On 4 January 2017, he set a world record in one-hour track cycling in the over-105 age group, covering 22.547 km in one hour, and the 105 year old centenarian declared: "I could have done better, if I had seen the 10-minute warning card, otherwise I would have pedalled slightly faster".

At the age of 105 he was recognised as the world's oldest competitive cyclist by Guinness World Records.

Marchand put his fitness and longevity down to a diet consisting of: lots of fruit and vegetables, a little meat, not too much coffee – and an hour a day on the cycling home-trainer.
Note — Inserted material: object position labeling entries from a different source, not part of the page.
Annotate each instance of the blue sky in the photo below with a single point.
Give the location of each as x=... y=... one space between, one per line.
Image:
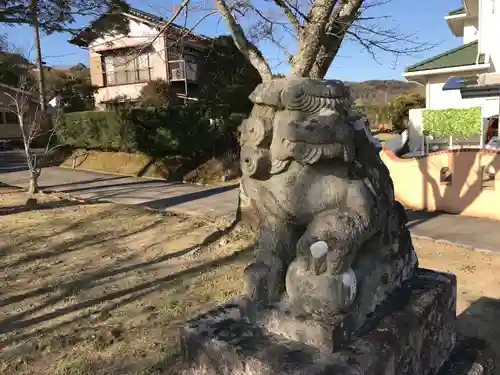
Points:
x=425 y=17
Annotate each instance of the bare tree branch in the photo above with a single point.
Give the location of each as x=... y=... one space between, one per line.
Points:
x=249 y=50
x=339 y=22
x=311 y=38
x=289 y=13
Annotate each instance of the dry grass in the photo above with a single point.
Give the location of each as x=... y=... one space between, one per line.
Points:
x=382 y=137
x=100 y=289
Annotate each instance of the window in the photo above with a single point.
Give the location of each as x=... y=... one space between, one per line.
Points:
x=11 y=118
x=122 y=69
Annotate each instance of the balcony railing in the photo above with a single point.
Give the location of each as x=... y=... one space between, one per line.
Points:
x=121 y=77
x=181 y=70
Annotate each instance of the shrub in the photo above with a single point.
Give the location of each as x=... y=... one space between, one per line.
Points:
x=400 y=109
x=452 y=122
x=156 y=131
x=95 y=130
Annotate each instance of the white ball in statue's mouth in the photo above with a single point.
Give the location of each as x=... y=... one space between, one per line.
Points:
x=349 y=280
x=318 y=249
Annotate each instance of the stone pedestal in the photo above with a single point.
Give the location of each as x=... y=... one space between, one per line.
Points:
x=411 y=333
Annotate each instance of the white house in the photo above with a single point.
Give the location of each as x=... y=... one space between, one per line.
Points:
x=466 y=76
x=476 y=60
x=121 y=65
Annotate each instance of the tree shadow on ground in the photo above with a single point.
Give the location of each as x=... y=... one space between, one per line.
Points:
x=11 y=210
x=480 y=320
x=458 y=192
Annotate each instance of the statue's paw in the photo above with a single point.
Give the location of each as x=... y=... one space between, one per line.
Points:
x=350 y=283
x=322 y=294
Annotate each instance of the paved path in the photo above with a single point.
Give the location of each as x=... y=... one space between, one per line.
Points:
x=219 y=201
x=480 y=234
x=158 y=194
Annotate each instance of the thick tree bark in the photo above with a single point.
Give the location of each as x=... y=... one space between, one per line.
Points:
x=33 y=189
x=311 y=37
x=340 y=21
x=246 y=48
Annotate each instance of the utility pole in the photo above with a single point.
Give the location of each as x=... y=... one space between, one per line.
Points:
x=39 y=62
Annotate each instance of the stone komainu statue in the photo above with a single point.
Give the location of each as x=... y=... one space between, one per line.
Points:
x=331 y=235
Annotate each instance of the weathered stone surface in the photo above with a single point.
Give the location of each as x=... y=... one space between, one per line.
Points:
x=332 y=240
x=411 y=333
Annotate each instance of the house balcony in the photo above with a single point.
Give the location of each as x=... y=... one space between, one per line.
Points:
x=182 y=70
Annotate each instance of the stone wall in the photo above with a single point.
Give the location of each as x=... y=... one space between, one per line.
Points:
x=463 y=182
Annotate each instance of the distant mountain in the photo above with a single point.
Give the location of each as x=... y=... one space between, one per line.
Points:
x=378 y=91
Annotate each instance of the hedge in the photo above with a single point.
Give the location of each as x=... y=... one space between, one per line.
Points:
x=182 y=130
x=452 y=122
x=94 y=130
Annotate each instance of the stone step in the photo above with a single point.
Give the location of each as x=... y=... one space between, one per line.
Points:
x=471 y=356
x=411 y=333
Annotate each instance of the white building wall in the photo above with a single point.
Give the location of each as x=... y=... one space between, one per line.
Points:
x=130 y=92
x=140 y=34
x=490 y=31
x=470 y=31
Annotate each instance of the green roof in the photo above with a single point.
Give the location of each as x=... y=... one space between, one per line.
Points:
x=456 y=12
x=460 y=56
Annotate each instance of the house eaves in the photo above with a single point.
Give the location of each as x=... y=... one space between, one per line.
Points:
x=462 y=58
x=87 y=35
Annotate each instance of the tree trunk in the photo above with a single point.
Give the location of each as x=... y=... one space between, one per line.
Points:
x=33 y=189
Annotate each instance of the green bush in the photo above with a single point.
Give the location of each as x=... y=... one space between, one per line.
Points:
x=94 y=130
x=452 y=122
x=156 y=131
x=400 y=109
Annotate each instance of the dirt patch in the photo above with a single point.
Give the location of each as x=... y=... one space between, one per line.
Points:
x=214 y=170
x=101 y=289
x=138 y=164
x=478 y=296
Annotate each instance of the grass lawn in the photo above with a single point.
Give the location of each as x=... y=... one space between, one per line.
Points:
x=102 y=288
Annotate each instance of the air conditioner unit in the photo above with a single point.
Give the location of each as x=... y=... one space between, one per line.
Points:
x=178 y=74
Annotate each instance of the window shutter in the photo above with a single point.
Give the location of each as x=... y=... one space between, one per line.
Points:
x=96 y=71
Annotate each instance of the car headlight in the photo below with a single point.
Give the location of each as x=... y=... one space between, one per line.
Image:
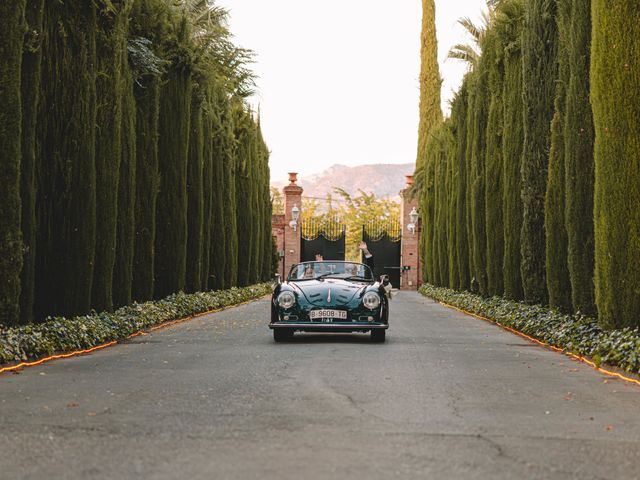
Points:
x=286 y=300
x=371 y=300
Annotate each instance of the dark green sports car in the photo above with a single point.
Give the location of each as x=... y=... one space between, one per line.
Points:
x=330 y=296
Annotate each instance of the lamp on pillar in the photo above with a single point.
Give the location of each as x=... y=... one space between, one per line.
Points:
x=413 y=217
x=295 y=214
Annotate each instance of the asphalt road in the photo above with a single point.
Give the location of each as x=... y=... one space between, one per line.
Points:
x=448 y=396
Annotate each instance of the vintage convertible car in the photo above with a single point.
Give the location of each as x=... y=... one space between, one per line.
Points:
x=330 y=296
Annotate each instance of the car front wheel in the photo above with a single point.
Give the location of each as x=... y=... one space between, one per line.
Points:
x=378 y=336
x=282 y=334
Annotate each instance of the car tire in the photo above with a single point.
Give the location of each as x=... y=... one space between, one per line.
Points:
x=282 y=334
x=378 y=336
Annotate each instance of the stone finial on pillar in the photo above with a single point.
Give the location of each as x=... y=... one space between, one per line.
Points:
x=411 y=269
x=292 y=198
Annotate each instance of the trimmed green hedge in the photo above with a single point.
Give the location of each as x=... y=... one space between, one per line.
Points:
x=573 y=333
x=60 y=334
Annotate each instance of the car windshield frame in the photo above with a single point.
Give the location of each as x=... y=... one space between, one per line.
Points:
x=331 y=269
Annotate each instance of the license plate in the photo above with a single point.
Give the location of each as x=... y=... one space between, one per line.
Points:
x=328 y=314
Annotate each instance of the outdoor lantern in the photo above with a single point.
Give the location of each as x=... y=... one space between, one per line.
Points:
x=295 y=214
x=413 y=218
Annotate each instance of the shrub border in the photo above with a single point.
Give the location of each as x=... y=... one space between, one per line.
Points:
x=60 y=337
x=575 y=335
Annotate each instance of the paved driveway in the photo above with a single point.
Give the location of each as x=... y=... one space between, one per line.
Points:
x=448 y=396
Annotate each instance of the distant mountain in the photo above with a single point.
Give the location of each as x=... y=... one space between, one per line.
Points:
x=384 y=180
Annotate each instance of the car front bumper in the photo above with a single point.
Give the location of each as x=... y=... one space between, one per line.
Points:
x=319 y=327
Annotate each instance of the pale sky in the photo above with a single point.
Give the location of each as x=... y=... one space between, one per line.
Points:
x=338 y=79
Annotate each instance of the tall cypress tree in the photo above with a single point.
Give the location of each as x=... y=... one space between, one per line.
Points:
x=11 y=250
x=558 y=284
x=244 y=202
x=512 y=142
x=539 y=46
x=471 y=105
x=230 y=206
x=430 y=81
x=148 y=29
x=208 y=194
x=579 y=138
x=66 y=231
x=126 y=227
x=147 y=92
x=615 y=89
x=171 y=210
x=459 y=118
x=30 y=92
x=492 y=54
x=110 y=83
x=477 y=150
x=223 y=247
x=195 y=210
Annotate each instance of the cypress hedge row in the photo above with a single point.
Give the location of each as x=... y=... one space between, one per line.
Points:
x=129 y=153
x=540 y=159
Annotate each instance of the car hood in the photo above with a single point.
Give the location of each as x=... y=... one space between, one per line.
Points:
x=329 y=292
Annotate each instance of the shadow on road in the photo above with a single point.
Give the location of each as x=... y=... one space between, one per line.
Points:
x=311 y=338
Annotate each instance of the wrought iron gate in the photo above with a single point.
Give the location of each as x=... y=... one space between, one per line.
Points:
x=326 y=237
x=383 y=239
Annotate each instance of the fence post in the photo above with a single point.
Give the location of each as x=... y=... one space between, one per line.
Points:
x=410 y=259
x=292 y=197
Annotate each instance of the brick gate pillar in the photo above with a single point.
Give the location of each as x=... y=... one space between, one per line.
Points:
x=411 y=277
x=292 y=197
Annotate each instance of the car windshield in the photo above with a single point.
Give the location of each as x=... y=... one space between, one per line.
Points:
x=328 y=269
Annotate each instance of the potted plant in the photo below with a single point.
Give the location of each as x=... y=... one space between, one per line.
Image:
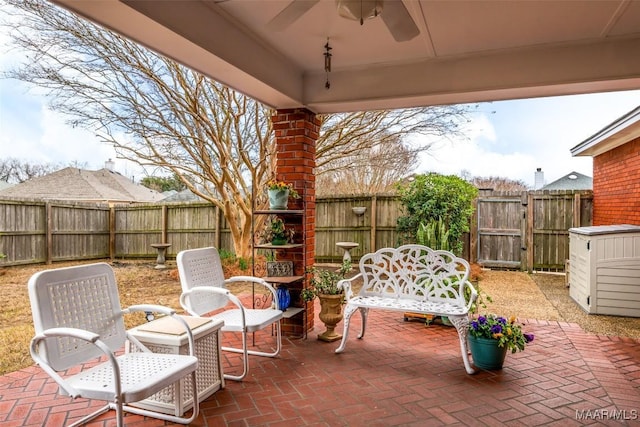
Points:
x=276 y=233
x=324 y=285
x=279 y=193
x=491 y=336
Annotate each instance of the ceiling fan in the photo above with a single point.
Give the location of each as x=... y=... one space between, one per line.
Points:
x=393 y=12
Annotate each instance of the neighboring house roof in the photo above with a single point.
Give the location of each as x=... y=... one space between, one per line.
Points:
x=615 y=134
x=83 y=185
x=571 y=181
x=182 y=196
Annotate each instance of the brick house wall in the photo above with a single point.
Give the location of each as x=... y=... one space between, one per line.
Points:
x=296 y=132
x=616 y=185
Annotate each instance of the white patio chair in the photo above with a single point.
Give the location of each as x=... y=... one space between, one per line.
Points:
x=204 y=291
x=78 y=320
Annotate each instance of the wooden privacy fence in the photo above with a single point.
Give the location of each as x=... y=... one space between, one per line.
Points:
x=526 y=230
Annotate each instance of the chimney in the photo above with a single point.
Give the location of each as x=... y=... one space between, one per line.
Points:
x=539 y=179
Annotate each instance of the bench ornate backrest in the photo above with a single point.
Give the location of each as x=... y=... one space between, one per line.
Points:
x=415 y=272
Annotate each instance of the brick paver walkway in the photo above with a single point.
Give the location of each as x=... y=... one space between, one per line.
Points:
x=400 y=374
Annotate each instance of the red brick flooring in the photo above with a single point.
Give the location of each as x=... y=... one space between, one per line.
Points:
x=400 y=374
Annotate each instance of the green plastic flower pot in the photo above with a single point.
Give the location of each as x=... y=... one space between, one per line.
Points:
x=486 y=354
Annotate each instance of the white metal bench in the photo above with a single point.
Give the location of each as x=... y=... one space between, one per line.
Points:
x=416 y=279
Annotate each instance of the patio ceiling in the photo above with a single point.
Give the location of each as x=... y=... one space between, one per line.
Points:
x=466 y=51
After he turned 106 Marchand's doctors advised him to stop competing for world records. He obliged, but refused to quit racing completely. In early February 2018, Marchand completed a 4,000-meter race in the same stadium where he made his last record.

Marchand celebrated his 107th birthday by going for a 20-kilometre bike ride in the Ardèche.

After his 108th birthday Marchand stopped riding bikes outdoors due to hearing loss.

== Physiology ==
Marchand's physiological capacity was the subject of scientific study during the final decade of his life. Between the ages of 101 and 103, researchers found that his VO2 max increased by 13%, from 31 to 35 ml/kg/min, while his peak power output increased from 90 to 125 watts. This improvement was attributed to a polarized training regimen consisting of 80% low-intensity mileage and 20% high-intensity work.

These findings were popularized by Dr. Peter Attia in his 2023 book Outlive: The Science and Art of Longevity. Attia cites Marchand as evidence that aerobic capacity remains "plastic" and can be significantly improved even past the age of 100, noting that Marchand's aerobic capacity at 103 was comparable to that of a healthy, sedentary 50-year-old.

== Death ==
Marchand died on 22 May 2021 at the age of 109.

== Recognition ==
In 2011 Col du Marchand, a mountain pass in Massif central, was renamed to Col Robert Marchand. Marchand himself rode it on his 103th birthday.